What the French Really Owe Haiti, by Marlene L. DAUT

Marlene Daut Discussion

What the French Really Owe Haiti

Compensation for a history suffused with violence that left physical wounds and psychological trauma.

By Marlene L. Daut

Haitian President Jean-Bertrand Aristide in 1993. (Photo by Georges Merillon / Gamma-Rapho via Getty Images)

Last month, The New York Times made headlines with its front-page series about the billions (in today’s dollars) that France forced Haiti to pay following centuries of slavery. Despite the terrors and tortures of French colonialism, the Haitian revolutionaries won their independence from France in 1804 to become the first modern nation to permanently abolish slavery. Yet, in 1825, the French returned to Haitian shores to demand 150 million francs in exchange for recognition of Haitian independence—21 years after the fact—and to compensate enslavers for their lost “property.” 

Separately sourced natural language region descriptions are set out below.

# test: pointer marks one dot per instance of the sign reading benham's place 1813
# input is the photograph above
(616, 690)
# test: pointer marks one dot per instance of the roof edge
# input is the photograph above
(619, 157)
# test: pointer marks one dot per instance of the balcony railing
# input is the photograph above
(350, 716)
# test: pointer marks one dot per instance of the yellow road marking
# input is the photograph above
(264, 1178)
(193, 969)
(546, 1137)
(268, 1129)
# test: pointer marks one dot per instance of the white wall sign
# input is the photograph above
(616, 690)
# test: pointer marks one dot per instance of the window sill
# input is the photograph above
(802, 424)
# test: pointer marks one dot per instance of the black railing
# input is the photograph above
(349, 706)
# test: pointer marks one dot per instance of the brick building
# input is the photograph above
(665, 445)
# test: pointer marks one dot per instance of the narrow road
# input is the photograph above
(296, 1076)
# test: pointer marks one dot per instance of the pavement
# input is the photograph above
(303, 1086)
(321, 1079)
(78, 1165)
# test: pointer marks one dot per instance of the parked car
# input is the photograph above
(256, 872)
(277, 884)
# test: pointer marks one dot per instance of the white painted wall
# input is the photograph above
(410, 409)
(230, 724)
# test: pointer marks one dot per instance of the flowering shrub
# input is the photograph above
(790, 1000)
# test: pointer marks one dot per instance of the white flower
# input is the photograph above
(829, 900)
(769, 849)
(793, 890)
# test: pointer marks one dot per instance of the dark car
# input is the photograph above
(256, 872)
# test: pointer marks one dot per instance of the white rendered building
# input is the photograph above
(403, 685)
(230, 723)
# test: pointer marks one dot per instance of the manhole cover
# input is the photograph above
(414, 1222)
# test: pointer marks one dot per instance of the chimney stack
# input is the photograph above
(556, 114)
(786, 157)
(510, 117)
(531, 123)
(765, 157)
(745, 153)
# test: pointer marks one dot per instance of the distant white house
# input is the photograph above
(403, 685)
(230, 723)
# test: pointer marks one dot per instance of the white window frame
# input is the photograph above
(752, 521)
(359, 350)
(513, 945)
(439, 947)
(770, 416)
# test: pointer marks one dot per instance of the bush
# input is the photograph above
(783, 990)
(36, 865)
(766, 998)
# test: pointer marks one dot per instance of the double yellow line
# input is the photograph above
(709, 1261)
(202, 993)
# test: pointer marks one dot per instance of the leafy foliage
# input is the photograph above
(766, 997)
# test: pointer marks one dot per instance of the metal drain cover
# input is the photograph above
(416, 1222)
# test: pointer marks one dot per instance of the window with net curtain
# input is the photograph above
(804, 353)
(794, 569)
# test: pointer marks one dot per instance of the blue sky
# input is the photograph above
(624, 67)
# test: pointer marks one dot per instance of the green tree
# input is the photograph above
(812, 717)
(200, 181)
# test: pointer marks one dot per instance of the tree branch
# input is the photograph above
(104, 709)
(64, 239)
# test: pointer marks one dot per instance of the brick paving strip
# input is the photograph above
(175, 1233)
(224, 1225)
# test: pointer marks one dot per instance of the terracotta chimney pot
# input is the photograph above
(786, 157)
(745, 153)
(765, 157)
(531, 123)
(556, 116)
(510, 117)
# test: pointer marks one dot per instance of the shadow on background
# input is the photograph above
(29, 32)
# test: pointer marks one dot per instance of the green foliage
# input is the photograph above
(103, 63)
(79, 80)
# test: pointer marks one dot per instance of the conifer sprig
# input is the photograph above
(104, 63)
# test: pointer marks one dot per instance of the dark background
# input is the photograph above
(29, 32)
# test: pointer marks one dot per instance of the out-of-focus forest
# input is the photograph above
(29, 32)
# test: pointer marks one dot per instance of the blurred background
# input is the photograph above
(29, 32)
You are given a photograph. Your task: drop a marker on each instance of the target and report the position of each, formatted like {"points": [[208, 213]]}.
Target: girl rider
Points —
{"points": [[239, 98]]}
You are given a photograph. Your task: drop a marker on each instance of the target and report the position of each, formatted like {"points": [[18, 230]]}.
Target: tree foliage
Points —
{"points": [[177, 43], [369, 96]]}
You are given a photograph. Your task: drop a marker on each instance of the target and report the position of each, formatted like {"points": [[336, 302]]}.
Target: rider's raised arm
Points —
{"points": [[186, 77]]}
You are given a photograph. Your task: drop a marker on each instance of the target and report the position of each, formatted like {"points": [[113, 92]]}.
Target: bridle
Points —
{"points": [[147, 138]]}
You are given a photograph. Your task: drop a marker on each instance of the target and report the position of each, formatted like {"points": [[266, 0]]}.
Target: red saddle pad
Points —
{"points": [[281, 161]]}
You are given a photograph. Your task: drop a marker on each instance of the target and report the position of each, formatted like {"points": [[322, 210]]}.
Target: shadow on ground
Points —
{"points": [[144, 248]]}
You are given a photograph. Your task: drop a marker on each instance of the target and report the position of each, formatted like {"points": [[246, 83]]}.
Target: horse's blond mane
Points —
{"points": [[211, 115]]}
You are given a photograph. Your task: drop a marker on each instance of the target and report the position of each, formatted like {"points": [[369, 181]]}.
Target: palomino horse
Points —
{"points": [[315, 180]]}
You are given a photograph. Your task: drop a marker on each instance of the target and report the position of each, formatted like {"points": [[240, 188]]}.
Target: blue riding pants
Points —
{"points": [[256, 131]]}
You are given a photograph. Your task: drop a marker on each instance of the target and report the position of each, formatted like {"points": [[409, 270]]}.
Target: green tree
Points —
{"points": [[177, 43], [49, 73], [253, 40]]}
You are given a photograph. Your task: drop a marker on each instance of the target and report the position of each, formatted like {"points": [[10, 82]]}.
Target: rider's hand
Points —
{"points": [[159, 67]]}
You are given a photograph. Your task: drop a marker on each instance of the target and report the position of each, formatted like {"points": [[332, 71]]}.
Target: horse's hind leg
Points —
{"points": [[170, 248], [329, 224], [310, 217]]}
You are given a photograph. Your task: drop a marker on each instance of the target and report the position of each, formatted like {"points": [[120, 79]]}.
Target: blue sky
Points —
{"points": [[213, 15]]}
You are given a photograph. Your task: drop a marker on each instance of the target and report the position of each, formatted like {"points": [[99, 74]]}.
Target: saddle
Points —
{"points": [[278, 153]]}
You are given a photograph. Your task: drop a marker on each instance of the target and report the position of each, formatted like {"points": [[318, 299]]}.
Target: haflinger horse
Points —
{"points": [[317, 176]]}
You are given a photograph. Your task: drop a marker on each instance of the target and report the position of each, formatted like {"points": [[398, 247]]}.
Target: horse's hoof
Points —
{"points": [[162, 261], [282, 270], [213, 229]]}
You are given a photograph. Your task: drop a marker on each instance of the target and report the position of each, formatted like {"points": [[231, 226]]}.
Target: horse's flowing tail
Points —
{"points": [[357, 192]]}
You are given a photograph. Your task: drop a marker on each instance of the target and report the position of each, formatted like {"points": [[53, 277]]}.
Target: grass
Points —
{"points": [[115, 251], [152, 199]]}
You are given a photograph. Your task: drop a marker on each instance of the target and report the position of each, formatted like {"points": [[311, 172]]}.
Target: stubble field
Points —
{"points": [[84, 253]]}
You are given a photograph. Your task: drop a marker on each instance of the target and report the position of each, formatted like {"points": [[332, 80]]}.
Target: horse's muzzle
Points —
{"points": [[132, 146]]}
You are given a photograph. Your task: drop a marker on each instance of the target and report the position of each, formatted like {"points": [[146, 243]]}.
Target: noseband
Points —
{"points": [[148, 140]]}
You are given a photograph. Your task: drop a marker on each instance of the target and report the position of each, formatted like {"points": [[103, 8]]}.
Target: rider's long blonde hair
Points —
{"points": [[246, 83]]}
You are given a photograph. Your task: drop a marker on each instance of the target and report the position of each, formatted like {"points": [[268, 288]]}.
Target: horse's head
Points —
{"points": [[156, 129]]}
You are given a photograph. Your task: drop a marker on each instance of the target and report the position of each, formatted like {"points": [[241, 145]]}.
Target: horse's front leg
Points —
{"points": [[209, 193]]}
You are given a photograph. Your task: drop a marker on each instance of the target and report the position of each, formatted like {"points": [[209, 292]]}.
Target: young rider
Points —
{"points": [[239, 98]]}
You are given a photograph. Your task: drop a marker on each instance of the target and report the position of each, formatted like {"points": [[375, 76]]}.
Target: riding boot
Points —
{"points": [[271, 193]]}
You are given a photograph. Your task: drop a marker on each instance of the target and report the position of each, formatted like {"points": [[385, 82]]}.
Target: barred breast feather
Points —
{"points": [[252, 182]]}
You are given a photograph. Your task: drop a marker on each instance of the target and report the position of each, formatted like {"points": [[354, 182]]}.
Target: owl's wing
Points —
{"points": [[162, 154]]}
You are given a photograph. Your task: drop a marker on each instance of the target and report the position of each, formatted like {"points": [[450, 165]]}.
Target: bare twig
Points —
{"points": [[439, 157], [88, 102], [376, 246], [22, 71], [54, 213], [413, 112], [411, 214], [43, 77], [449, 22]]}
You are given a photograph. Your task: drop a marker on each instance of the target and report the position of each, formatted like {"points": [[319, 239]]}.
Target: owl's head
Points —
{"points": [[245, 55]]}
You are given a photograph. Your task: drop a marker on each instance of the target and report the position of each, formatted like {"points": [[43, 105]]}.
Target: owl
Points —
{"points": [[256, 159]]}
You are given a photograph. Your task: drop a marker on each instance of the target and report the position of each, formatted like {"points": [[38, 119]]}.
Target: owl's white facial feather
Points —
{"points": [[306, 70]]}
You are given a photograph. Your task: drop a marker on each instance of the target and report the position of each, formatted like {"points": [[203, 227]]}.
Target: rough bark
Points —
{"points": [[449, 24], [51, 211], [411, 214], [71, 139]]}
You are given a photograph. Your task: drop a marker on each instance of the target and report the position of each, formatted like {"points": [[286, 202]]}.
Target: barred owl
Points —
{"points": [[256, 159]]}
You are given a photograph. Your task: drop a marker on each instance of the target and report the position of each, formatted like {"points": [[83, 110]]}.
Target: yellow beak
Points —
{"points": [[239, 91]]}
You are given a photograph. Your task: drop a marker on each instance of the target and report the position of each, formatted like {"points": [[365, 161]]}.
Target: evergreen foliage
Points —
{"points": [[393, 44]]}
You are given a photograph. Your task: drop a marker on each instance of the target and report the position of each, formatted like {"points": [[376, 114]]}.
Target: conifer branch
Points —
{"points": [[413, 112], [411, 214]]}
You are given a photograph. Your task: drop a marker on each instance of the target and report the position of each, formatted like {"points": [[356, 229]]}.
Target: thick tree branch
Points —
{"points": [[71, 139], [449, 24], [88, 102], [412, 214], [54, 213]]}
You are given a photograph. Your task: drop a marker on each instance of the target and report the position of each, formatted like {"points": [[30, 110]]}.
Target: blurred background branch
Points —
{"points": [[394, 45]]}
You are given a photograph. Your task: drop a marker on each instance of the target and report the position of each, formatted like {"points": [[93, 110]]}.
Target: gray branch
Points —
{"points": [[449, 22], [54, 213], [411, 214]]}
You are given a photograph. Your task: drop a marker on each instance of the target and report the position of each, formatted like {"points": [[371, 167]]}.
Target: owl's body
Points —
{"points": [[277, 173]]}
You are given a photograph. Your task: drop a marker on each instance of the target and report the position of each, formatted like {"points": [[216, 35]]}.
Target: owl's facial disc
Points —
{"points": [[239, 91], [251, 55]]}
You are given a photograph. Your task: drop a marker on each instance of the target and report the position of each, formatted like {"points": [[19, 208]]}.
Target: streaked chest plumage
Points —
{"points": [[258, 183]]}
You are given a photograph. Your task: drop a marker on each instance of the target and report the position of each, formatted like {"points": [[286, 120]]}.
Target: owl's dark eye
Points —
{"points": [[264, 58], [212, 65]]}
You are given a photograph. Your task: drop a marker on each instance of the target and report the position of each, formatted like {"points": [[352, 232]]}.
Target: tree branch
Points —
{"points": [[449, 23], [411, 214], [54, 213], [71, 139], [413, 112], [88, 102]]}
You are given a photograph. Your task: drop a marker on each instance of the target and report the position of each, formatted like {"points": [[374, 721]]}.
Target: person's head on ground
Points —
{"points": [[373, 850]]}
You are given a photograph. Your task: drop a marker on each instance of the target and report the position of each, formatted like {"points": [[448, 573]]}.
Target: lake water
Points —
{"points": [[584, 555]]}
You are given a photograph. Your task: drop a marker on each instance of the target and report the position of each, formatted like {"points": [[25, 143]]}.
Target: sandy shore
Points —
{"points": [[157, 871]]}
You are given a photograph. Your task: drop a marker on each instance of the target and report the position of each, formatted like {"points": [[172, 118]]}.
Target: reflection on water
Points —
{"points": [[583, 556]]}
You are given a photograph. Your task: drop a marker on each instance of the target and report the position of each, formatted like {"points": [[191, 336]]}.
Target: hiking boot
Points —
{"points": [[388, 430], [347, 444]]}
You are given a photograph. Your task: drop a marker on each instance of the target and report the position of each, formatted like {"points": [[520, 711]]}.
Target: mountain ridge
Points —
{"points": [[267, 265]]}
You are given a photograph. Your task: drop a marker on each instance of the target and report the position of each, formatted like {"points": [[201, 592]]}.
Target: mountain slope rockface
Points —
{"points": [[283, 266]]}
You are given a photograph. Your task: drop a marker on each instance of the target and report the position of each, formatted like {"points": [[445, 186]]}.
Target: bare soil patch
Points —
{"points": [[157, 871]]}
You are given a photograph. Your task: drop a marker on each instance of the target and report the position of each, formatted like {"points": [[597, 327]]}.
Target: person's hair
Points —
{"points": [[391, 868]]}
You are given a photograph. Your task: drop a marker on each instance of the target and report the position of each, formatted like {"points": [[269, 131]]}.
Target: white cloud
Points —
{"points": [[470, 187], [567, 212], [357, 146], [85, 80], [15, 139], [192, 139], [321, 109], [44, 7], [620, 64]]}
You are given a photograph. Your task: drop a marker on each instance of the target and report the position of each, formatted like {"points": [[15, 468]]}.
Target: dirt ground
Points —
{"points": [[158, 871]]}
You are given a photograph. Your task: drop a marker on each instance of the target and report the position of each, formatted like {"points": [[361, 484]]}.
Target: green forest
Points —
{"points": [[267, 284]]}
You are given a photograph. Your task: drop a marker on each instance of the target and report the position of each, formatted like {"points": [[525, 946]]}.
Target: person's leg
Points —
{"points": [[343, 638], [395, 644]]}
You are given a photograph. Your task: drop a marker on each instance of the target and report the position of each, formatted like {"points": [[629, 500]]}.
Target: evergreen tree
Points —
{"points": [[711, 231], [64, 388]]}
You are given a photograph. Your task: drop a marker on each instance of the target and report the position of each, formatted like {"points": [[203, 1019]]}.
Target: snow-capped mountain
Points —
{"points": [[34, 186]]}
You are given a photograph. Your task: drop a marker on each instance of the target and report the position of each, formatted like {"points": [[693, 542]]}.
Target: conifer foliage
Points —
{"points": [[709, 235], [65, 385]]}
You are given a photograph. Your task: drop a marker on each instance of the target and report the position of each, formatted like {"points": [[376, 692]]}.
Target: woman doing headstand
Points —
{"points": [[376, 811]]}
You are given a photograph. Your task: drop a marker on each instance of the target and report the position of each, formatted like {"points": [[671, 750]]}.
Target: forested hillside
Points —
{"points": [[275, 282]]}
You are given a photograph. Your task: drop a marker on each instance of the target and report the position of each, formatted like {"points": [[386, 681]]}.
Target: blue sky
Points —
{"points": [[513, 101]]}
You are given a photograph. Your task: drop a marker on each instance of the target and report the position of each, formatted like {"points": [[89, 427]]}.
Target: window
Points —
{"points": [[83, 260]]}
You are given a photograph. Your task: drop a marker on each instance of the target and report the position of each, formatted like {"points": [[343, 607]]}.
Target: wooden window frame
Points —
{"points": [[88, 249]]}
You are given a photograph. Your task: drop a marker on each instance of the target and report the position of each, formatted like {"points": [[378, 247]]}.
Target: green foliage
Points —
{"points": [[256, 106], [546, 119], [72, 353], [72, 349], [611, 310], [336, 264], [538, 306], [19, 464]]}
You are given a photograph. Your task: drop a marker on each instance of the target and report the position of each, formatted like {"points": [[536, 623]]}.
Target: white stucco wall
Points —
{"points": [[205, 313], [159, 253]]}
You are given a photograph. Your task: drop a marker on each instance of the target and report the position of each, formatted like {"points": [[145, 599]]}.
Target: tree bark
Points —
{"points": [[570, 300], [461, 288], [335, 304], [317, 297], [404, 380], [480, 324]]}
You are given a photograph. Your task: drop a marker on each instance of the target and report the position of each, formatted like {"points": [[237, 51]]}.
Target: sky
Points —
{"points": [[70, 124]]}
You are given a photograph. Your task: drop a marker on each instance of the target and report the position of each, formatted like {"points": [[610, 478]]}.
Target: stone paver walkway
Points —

Dozens of manuscripts and pamphlets from early-19th-century France show that what the French really wanted wasn’t money at all, though. Rather they sought, in their words, to “restore Saint-Domingue,” which meant to bring back slavery. The French began planning the reconquest of Haiti soon after the Haitian Declaration of Independence on January 1, 1804, and threatened the new nation under all its first leaders from its founder, Emperor Jean-Jacques Dessalines (who was assassinated in 1806) to both King Henry Christophe (who ruled after Dessalines in the north until he committed suicide in 1820) and Alexandre Pétion who was simultaneously president over a republic in the south and west until 1818 when he died of natural causes.

By the time Pétion and Christophe’s successor, President Jean-Pierre Boyer, signed the indemnity in 1825, the French had been openly plotting for two decades to “exterminate” the Haitian populace in the name of restoring slavery. That history of planned genocide is essential to understanding the threat of violent warfare, not merely financial exploitation, that 19th-century Haitians lived with because, in the words of Dessalines, they “dared to be free.”